Tabii böyle bir tutuklama sadece kağıt üzerinde geçerli olacaktır. Çünkü bu gerekçeyle tutuklama yapılamaz. Böyle bir nedenle tutuklama yapılmasına dair yasalarda bir hüküm yok. AİHS'in 18. maddesi uyarınca Sözleşme hükümleri ile izin verilen kısıtlamalar öngörüldükleri amaç dışında uygulanamaz. Bu nedenle, zorla besleme yapmak amacıyla tutuklama yapmak da mümkün değildir. Bu nedenle karara bu nedenle tutukluyoruz demeyecekler başka bir gerekçe yazacaklar ama bu durumun daha sonra saptanmasına mani değil. Yani gerçek amacın farklılığı daha sonrasında da saptanabilir.

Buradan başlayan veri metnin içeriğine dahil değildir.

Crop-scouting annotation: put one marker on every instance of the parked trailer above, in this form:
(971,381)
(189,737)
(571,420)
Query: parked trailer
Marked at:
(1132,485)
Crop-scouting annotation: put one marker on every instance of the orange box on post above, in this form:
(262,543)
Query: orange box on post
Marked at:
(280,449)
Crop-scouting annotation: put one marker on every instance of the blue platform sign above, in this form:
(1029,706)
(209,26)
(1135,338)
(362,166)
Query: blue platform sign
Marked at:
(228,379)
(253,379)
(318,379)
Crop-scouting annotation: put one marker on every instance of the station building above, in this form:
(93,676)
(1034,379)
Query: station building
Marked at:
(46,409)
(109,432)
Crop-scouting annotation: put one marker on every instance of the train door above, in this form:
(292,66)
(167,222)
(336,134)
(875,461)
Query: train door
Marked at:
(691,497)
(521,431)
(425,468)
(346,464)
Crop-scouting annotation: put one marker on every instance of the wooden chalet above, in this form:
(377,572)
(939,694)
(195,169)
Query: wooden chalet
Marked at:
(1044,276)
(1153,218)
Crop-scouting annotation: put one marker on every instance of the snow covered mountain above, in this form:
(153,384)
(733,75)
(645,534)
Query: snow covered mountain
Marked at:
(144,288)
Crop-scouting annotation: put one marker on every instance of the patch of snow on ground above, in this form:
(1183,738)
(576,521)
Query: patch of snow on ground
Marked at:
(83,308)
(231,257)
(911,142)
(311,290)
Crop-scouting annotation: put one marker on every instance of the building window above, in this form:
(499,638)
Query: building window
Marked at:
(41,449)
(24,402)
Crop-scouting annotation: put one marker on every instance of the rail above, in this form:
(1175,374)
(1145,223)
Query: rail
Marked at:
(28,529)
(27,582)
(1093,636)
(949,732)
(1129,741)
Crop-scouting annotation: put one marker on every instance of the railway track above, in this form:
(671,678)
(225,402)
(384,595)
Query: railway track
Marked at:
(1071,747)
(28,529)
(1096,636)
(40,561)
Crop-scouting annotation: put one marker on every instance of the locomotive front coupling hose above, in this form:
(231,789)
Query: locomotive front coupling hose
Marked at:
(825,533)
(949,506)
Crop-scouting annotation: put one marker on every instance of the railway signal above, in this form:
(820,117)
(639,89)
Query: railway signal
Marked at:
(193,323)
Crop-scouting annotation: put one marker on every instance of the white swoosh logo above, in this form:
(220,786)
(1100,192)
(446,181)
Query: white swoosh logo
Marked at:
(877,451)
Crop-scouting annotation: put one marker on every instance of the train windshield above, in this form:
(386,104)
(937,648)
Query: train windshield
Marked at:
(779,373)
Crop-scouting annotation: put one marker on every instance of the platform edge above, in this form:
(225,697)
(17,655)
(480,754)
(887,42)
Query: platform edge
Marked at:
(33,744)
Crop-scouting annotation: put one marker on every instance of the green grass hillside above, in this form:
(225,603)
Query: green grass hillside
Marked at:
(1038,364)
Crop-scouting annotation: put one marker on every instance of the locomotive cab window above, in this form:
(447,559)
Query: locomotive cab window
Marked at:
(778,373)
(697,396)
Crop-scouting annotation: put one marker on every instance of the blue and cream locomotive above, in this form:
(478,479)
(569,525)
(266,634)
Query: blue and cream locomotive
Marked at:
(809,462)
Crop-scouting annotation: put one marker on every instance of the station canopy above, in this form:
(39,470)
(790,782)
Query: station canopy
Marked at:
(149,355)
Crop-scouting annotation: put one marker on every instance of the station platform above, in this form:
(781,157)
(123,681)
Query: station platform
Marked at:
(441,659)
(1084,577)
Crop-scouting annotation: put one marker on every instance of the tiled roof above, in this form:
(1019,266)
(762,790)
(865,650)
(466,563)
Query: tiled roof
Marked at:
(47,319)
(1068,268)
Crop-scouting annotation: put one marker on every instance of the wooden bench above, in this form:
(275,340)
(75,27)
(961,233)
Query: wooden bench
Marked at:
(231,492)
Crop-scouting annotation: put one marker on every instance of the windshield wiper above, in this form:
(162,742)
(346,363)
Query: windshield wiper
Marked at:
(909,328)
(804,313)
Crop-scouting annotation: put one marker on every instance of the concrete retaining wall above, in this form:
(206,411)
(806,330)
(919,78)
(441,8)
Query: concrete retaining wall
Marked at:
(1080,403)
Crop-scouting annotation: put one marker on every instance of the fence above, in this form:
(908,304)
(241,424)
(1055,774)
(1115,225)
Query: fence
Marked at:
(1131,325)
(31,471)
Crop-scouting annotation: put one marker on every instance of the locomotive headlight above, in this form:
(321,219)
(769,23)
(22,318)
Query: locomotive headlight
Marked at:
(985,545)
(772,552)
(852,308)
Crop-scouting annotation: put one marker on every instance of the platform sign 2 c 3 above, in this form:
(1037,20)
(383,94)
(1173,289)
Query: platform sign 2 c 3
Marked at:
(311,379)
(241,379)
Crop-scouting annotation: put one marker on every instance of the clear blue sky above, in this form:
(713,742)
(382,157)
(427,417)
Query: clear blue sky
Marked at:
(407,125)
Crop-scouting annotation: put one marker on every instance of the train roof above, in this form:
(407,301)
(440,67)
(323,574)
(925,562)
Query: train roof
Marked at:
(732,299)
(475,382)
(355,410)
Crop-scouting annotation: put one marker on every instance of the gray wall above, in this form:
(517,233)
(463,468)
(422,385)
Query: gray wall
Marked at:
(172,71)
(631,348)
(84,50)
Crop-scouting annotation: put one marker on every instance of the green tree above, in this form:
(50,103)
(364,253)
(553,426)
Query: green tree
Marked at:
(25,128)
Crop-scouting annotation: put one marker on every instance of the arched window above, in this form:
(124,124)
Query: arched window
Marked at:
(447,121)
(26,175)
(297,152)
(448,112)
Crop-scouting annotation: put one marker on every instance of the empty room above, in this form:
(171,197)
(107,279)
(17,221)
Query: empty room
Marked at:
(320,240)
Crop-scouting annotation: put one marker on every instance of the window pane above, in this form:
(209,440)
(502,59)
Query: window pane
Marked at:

Zorla besleme konusunda da sınırsız bir yetki yok. 82. madde de "hayatî tehlikeye girme veya bilinç bozukluğunun hekim tarafından belirlenmesi" koşulu getiriyor. Ama nihayetinde böyle bir doktor raporunun kolayca temin edilebileceğini tahmin etmek güç değil. Ancak bu yapılırsa, bu da Sözleşmenin 3. maddesinin ihlaline neden olabilir. AİHM, zorla beslemeyi kategorik olarak reddetmiyor. Ama bunun koşulları var. Tabii bugüne kadarki vakalarda hep hapiste olan kişinin açlık grevi tartışılıyordu, ilk defa açlık grevini sonlandırmak için bir tutuklama vakasıyla karşı karşıyayız, bu temel ilkeleri etkiler mi onu kestirmek güç."